ALBANY — A bill that would ban e-cigarettes indoors the same way traditional tobacco cigarettes are — which was dropped during state budget talks — is making renewed progress in the legislature, the measure’s two sponsors said Monday.
The bill is on the Assembly calendar, where it could rise to a floor vote within days after it was passed in the health and codes committees. The bill would expand the definition of smoking under the Clean Indoor Act to include e-cigarettes, which can burn material other than tobacco and which emit vapor, rather than the smoke that comes from cigarettes.
If passed, e-cigarettes would be banned from workplaces, dining areas, bars, catering halls, convention halls, public transportation, hotel and motel conference rooms, and other enclosed areas used by the public.
“We haven’t been able to get the two houses on track, but I am confident that this year we will,” said Assemb. Linda Rosenthal (D-Manhattan).
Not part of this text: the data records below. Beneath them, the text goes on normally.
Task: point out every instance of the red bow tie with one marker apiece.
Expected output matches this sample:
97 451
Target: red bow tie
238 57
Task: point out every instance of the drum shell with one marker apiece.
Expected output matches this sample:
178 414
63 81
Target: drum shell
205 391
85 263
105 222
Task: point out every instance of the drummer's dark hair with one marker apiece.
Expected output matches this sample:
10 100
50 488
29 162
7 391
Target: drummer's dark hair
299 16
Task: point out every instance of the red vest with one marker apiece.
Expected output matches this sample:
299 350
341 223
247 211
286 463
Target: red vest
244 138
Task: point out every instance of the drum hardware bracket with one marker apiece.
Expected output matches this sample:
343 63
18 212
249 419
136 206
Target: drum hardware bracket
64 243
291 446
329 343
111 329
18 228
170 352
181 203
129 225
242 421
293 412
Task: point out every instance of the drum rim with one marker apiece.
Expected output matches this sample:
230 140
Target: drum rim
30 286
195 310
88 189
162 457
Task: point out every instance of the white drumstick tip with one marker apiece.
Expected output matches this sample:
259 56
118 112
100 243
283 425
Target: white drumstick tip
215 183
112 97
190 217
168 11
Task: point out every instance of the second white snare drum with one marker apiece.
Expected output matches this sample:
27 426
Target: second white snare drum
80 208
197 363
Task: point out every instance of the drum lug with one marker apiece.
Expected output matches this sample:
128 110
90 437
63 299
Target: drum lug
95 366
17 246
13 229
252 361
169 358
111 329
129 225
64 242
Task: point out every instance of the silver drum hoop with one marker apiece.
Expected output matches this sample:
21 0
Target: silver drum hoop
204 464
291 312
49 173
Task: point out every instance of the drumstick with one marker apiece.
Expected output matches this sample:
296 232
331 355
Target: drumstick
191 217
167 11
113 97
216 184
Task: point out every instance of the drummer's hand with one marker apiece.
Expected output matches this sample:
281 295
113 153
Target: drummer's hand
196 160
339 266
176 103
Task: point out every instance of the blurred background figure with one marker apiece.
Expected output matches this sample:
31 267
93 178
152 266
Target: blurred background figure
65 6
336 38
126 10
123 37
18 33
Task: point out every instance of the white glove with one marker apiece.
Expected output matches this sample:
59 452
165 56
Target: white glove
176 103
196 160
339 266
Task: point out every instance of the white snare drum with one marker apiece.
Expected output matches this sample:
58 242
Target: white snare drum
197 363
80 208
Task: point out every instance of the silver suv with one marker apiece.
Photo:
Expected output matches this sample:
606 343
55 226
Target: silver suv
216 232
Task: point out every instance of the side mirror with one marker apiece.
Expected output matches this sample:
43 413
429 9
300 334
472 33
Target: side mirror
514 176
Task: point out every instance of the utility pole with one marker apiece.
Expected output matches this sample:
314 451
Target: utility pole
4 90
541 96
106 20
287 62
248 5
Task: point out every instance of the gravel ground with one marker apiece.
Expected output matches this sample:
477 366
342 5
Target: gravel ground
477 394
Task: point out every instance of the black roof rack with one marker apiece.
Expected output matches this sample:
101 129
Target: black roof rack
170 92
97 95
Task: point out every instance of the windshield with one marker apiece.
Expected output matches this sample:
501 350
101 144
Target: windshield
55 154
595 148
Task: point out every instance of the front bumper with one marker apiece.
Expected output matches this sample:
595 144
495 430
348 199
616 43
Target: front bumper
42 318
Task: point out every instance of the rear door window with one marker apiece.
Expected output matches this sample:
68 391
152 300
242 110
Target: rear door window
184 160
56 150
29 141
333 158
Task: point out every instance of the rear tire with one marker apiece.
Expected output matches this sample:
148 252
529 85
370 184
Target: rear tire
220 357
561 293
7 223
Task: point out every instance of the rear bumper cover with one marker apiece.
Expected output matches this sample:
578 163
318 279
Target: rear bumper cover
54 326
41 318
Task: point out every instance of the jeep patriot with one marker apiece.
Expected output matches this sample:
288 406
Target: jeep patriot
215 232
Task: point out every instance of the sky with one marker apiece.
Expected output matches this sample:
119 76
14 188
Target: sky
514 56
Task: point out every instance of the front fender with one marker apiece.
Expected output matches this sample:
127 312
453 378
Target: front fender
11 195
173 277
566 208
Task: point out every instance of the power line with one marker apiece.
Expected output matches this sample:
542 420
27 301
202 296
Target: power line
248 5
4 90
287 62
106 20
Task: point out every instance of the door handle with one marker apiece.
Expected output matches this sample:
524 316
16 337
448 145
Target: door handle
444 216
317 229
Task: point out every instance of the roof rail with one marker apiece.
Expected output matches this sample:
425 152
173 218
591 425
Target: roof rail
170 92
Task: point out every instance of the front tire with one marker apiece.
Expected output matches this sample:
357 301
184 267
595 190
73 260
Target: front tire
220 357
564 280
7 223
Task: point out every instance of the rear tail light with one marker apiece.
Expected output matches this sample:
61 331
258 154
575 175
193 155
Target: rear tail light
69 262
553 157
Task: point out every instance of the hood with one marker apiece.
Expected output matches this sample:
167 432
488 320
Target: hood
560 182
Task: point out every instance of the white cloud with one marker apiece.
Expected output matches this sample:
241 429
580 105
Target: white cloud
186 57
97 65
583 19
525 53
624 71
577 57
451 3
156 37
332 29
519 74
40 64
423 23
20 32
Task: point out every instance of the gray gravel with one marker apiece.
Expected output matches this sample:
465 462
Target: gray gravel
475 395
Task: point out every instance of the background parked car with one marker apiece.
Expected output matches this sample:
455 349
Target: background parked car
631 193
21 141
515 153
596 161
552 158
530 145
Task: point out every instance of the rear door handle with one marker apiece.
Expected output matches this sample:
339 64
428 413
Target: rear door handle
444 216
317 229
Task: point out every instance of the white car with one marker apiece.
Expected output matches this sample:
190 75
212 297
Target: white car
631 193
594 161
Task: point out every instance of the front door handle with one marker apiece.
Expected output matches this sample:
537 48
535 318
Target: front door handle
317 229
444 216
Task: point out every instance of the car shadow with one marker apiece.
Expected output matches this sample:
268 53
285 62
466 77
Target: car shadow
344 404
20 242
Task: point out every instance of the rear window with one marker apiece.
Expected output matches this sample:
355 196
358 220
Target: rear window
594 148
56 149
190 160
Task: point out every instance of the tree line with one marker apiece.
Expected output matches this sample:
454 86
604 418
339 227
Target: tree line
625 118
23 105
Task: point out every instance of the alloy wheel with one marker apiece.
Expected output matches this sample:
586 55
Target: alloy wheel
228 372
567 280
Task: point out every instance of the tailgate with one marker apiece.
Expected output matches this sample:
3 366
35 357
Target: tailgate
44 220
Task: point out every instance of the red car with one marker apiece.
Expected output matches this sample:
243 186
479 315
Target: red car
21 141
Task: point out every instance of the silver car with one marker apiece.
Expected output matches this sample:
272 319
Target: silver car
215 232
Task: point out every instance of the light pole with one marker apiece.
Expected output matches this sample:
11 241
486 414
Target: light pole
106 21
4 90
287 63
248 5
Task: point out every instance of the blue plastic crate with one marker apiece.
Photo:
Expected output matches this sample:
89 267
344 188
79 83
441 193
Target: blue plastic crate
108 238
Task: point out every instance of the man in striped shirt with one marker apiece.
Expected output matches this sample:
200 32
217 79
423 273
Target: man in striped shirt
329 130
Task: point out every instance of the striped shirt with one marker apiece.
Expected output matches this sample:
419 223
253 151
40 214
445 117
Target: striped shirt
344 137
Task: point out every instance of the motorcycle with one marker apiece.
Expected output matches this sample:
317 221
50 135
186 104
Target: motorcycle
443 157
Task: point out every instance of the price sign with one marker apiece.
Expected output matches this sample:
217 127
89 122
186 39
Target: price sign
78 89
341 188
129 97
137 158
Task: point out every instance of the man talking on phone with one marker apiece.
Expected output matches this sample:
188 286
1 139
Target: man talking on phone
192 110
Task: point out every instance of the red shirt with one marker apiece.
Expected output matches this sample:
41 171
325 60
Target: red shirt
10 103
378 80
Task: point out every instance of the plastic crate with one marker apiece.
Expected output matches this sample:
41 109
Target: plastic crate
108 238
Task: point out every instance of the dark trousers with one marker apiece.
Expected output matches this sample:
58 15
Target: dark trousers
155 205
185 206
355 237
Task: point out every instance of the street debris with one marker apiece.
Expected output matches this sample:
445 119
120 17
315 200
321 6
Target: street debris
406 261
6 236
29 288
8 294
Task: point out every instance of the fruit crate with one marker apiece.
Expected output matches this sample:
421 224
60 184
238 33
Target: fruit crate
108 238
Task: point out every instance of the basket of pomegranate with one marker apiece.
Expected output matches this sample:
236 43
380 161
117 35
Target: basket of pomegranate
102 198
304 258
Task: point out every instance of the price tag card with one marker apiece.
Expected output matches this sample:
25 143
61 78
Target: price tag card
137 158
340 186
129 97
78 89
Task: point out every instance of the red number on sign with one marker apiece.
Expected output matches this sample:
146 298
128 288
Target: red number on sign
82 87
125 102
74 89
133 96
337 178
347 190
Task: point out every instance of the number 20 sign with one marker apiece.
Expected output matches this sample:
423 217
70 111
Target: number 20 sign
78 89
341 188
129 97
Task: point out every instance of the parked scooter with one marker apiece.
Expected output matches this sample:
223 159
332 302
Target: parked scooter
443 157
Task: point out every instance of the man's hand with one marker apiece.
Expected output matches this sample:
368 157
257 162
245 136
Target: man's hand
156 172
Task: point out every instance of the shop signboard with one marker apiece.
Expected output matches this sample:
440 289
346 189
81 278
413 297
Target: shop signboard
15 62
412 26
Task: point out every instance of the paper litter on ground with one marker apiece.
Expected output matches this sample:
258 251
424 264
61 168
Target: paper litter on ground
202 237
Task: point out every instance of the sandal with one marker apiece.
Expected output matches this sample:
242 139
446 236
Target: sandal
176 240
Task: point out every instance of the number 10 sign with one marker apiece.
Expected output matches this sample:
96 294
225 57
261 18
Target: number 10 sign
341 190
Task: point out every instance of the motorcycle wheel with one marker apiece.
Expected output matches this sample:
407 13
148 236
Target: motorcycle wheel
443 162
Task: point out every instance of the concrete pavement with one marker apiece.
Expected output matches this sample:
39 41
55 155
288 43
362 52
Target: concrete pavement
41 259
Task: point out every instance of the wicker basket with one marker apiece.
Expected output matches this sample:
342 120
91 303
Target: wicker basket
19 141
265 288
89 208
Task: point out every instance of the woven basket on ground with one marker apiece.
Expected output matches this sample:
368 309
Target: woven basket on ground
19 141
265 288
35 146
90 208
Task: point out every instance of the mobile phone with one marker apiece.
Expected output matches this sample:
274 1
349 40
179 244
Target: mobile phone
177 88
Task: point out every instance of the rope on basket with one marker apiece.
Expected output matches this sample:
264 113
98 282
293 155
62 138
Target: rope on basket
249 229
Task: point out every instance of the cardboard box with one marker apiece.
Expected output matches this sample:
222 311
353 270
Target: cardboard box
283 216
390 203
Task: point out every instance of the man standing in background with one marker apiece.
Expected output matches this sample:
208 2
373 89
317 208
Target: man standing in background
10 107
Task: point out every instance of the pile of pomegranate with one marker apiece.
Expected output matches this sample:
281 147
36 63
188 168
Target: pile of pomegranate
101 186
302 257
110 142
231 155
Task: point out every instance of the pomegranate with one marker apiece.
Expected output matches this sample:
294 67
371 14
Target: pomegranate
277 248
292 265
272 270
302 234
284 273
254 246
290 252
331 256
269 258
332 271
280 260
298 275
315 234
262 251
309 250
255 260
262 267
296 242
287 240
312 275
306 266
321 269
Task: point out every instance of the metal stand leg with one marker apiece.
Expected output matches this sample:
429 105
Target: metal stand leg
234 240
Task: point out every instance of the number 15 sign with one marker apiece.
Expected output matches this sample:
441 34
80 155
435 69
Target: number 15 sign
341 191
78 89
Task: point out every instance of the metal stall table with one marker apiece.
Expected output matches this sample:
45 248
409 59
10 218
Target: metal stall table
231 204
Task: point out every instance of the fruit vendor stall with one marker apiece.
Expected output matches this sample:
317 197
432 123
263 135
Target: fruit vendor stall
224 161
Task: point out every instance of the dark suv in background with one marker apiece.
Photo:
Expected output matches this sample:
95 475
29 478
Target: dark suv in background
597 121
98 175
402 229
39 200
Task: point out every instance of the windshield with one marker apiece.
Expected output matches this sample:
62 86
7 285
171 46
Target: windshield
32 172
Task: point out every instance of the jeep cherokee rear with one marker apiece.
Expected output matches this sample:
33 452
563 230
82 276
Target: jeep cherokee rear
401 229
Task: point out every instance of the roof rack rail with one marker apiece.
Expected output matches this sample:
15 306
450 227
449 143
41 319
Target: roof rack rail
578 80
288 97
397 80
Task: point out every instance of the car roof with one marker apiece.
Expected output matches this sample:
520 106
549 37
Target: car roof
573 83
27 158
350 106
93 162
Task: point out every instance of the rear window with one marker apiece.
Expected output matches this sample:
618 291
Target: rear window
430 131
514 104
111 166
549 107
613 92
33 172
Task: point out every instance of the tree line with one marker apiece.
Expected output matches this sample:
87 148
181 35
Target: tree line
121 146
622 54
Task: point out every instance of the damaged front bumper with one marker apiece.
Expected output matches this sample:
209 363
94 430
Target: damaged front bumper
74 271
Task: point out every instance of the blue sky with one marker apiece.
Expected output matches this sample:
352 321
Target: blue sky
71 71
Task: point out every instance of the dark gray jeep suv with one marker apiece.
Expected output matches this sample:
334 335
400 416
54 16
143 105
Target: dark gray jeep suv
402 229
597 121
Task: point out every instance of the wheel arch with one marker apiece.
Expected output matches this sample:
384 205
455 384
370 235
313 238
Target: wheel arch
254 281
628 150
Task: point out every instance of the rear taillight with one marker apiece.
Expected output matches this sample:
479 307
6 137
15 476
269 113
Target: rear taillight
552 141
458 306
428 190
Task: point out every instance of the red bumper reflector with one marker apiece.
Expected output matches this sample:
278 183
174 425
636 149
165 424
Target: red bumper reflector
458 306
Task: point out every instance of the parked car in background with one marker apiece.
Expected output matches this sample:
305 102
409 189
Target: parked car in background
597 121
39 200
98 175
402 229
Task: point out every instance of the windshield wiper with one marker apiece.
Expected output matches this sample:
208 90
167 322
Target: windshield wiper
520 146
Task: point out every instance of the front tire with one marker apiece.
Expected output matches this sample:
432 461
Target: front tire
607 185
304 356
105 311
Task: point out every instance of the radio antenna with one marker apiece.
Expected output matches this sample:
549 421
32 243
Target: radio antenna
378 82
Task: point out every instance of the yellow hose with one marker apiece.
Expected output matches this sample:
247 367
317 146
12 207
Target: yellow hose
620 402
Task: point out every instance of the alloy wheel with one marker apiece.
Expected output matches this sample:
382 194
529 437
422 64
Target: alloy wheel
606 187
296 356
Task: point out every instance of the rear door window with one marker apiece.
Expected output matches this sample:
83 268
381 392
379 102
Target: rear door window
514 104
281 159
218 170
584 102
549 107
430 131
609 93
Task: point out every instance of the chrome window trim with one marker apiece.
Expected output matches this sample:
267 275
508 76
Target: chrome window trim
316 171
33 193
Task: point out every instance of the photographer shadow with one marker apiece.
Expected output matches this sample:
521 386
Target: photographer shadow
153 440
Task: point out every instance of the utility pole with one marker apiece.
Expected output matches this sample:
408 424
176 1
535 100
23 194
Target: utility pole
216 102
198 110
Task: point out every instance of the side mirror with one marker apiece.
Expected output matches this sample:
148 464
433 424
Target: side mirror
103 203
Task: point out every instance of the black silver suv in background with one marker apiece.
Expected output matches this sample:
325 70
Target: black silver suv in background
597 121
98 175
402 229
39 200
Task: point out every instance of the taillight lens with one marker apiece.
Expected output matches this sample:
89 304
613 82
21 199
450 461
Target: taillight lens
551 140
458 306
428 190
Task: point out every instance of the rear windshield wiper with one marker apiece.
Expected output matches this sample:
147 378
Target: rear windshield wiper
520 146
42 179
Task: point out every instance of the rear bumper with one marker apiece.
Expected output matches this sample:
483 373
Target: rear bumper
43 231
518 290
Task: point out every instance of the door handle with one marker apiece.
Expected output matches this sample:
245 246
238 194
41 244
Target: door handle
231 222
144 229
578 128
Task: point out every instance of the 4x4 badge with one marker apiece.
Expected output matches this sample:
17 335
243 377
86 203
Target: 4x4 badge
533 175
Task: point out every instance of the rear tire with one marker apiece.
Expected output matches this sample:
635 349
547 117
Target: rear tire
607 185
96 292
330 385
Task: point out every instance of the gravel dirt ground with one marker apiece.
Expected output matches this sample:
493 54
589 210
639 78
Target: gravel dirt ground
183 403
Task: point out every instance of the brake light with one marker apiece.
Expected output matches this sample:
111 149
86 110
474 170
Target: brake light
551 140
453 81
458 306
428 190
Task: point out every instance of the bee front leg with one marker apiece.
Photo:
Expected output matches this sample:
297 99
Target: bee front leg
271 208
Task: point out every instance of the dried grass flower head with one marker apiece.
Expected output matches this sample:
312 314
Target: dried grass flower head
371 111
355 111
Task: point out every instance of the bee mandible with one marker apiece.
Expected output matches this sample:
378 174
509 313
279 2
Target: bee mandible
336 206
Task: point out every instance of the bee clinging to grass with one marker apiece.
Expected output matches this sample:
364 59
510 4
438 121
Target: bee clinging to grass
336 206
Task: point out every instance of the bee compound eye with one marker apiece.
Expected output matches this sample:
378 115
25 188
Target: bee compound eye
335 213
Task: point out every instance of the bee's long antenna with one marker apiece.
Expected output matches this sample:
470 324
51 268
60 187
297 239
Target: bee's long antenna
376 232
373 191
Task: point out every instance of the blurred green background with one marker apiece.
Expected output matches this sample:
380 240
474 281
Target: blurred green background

Senate Health Committee Chairman Kemp Hannon (R-Garden City) also said he sees growing support for the measure after it was briefly attached to a package of proposals within state budget negotiations in March and April, but the whole package was dropped.
Assembly Speaker Carl Heastie (D-Bronx) said Monday that he expects to pass the bill soon, for the second year in a row. Last year, however, the bill was stopped in the Senate.